This EconoGraphic is the final edition of a three-part series on why the United States and Europe need each other. The series highlights excerpts from the EuroGrowth Task Force’s inaugural report on European economic growth and why it matters for US prosperity. The Global Business & Economics Program launched this timely report on March 10, 2017 at the Atlantic Council. If you would like to learn more about the report, please visit: http://www.atlanticcouncil.org/publications/reports/charting-the-future-now.

European Union (EU) (27) and the United States are not just the two largest economies in the world, they are also among the most interconnected. Based on the McKinsey Global Institute connectedness score, the United States ranks third, while five EU (27) countries rank among the top ten when one considers five indicators of economic interconnectedness: flows of goods, services, finance, people, and data. Such openness makes the United States and the EU countries more likely to gain from an expansion of the world economy.

The size and openness of the EU and US economies are reflected in their bilateral trade and investment relations. The transatlantic market is by far the largest in the world on trade, foreign direct investment, and financial flows.

GBE Econographic EU US Supply Chains2


Yet, supply chains paint an even more vivid picture of the inter-reliance of the EU (27) and the United States. With the increasing access to resources and markets all over the world, technological progress, lower transportation costs, and above all the IT revolution, many products are the result of a global supply chain. The ability to import high-quality and high technological intermediate goods and, in turn, export the final good worldwide is one of the key component of competitiveness. While the United States can benefit from cheap intermediate goods imported from emerging markets, technology is bought primarily from European and Asian companies.

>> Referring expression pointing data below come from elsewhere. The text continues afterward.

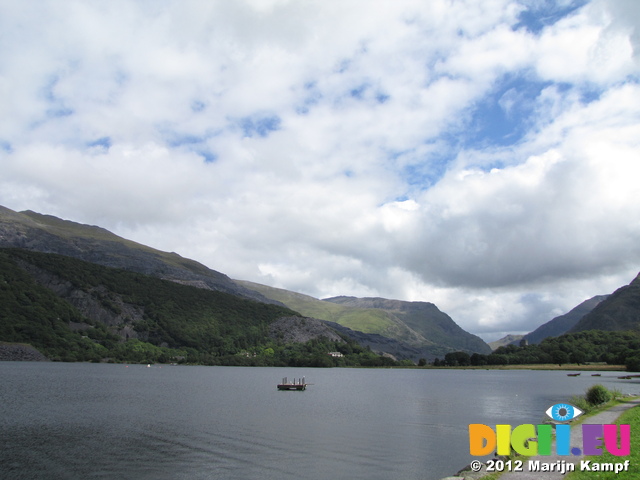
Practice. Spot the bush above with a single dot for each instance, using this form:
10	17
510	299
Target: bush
598	394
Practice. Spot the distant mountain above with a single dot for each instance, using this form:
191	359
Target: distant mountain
424	318
563	323
620	311
506	340
378	329
49	234
73	310
403	329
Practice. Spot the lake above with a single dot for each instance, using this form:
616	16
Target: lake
105	421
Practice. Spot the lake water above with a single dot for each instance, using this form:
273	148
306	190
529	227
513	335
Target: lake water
85	421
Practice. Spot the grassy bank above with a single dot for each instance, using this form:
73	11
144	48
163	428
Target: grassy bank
596	367
630	417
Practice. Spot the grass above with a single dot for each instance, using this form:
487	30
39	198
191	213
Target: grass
631	417
546	366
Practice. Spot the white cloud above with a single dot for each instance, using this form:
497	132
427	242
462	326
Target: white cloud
329	148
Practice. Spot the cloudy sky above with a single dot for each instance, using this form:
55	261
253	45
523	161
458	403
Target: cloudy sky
483	156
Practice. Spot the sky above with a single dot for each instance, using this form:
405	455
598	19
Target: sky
482	156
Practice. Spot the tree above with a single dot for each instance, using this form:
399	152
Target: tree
559	357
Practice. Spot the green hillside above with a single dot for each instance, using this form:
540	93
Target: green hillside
620	311
74	310
367	320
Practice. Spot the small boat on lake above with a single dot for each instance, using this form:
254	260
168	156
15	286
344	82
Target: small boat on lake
300	384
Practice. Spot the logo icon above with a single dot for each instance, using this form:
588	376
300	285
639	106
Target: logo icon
563	412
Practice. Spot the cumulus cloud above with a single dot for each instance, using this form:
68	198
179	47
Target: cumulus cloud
479	155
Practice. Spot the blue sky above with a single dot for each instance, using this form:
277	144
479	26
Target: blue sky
482	156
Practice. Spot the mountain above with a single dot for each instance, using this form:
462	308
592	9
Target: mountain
424	318
506	340
49	234
619	311
73	310
563	323
403	329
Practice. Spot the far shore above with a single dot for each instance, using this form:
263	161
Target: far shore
545	366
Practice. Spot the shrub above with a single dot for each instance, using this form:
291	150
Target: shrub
598	394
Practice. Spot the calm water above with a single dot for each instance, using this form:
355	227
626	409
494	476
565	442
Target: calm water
84	421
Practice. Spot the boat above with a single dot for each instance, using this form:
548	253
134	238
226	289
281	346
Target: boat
299	385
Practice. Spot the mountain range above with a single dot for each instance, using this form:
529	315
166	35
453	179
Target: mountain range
403	330
400	329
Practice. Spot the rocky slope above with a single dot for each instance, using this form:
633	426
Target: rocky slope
563	323
49	234
619	311
424	318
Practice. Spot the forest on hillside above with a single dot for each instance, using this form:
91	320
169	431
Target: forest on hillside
177	323
592	346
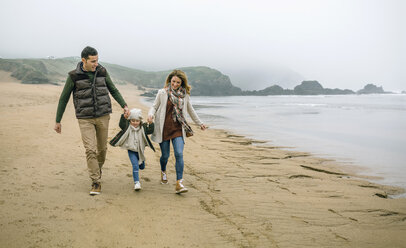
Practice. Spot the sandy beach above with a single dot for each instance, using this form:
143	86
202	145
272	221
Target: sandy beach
242	193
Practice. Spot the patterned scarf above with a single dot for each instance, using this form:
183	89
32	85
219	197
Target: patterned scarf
177	99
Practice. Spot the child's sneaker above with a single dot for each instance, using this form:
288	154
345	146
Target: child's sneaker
179	187
137	186
96	189
164	179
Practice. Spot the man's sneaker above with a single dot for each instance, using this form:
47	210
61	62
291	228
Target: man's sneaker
179	187
96	189
164	179
137	186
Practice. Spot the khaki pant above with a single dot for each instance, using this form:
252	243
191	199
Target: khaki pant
94	136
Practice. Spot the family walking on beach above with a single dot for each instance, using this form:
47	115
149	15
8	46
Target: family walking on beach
90	85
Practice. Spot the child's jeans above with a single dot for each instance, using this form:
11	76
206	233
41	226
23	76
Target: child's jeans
177	144
136	167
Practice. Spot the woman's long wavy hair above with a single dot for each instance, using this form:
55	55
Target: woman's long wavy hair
182	75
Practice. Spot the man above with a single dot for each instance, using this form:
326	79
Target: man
90	85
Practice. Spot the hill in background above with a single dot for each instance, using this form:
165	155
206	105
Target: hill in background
205	81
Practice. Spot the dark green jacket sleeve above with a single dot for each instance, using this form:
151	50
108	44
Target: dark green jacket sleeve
114	91
64	99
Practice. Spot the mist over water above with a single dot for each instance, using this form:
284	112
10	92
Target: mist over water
366	131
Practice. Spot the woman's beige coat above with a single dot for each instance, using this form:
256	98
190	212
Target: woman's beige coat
158	111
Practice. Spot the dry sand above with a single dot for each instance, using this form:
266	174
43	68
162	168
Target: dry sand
241	193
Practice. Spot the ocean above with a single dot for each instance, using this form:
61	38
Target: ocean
364	131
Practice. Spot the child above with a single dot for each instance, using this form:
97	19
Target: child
134	138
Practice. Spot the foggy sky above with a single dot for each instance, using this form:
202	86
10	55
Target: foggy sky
343	43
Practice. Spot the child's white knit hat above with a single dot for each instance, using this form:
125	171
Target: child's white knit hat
135	114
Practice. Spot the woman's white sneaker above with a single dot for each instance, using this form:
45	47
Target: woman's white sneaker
179	187
137	186
164	178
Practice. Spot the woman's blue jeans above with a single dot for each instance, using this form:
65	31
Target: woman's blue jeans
178	145
134	158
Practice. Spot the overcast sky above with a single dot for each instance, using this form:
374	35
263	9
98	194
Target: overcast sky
342	43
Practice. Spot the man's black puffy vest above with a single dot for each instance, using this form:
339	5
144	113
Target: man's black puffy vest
91	99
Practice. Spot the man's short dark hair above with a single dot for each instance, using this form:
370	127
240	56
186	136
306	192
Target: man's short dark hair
88	51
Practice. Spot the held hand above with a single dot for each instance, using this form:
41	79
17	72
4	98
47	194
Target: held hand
150	119
58	127
126	111
126	114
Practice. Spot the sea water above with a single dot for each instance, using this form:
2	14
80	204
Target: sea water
367	131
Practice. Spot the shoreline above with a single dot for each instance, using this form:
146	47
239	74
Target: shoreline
241	193
349	165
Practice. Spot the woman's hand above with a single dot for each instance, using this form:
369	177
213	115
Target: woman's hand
150	119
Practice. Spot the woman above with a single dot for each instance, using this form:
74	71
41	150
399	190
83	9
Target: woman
169	109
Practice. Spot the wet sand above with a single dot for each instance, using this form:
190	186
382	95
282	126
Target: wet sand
242	193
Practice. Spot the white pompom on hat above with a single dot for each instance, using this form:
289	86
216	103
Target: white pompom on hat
135	114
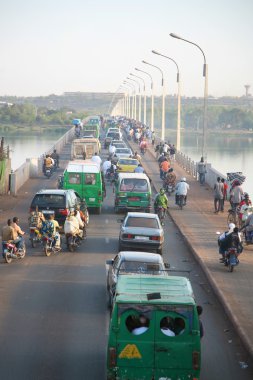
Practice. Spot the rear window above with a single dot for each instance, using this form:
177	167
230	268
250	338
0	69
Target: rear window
141	222
134	184
49	200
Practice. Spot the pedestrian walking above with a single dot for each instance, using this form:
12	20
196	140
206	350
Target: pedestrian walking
218	195
201	171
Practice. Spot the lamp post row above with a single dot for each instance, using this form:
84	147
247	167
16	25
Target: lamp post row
205	75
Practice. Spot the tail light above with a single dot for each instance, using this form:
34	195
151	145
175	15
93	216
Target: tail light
156	238
63	211
195	360
112	356
128	236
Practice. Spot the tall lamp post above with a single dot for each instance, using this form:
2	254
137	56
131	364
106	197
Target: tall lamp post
152	98
135	81
133	99
205	75
178	100
163	99
145	100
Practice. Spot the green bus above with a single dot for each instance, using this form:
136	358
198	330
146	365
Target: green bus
154	330
86	179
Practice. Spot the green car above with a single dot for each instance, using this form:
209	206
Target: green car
86	179
154	331
132	192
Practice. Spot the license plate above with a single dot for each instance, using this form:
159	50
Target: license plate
141	237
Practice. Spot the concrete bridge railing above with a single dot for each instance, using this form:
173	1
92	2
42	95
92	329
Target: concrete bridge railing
32	167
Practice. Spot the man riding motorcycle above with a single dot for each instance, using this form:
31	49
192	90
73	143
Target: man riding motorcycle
181	189
161	200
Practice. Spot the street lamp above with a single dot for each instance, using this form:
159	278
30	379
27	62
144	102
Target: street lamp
205	74
152	98
139	95
145	100
178	99
133	99
163	99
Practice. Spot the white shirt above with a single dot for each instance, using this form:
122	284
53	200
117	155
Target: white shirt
182	188
96	159
106	165
112	149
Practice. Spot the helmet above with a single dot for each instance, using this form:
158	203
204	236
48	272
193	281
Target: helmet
231	227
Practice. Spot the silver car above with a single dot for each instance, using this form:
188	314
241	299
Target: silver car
126	262
141	230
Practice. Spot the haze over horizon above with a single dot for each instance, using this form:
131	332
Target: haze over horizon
92	46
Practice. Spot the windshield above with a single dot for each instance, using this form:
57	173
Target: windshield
137	184
141	222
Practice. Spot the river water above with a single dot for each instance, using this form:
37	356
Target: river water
28	145
226	153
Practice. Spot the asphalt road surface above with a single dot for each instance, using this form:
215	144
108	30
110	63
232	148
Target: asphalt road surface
53	316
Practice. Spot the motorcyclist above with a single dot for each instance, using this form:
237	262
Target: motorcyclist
48	163
55	156
170	178
18	233
182	188
161	200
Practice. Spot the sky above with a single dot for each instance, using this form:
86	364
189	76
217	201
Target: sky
56	46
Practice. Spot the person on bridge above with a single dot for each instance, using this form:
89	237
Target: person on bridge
201	171
182	188
18	233
7	232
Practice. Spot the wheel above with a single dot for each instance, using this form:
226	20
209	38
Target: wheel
7	257
47	250
230	268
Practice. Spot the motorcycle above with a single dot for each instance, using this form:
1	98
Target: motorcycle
35	236
48	172
10	252
231	259
73	241
49	246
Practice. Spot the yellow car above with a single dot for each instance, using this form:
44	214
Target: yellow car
127	165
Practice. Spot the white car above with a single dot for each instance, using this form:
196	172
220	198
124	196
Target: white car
123	152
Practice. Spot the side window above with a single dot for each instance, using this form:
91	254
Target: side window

Tesla Motors, which produces its cars in the United States, provides a compelling case study. The 2016 Tesla Model X embeds forty-six components produced by thirty-six different companies headquartered in twelve countries.  The United States houses the most companies, with fourteen suppliers calling the United States home, but fifteen of the other twenty-two suppliers are headquartered in Europe. So, Tesla and its European suppliers are engaged in mutually beneficial trade. And Tesla is only one of many examples.

In fact, according to the Economic Report of the President, almost half of US imports are intermediary goods in the production process. The European economy provides US companies with greater choice and competitive prices when sourcing intermediary inputs with high technological content. This reduces the cost of production in the United States and benefits the US economy.

Further cooperation between the United States and the EU (27) on developing supply chains will further encourage technological progress, stimulate competition as well as innovation, and increase transatlantic trade volume. It would also have a positive impact on US jobs. According to a report by Trade Partnership Worldwide, published in January 2016, 6.9 million American jobs are directly dependent on trade with Europe.  A stronger European economy and a greater trade volume would only increase that number.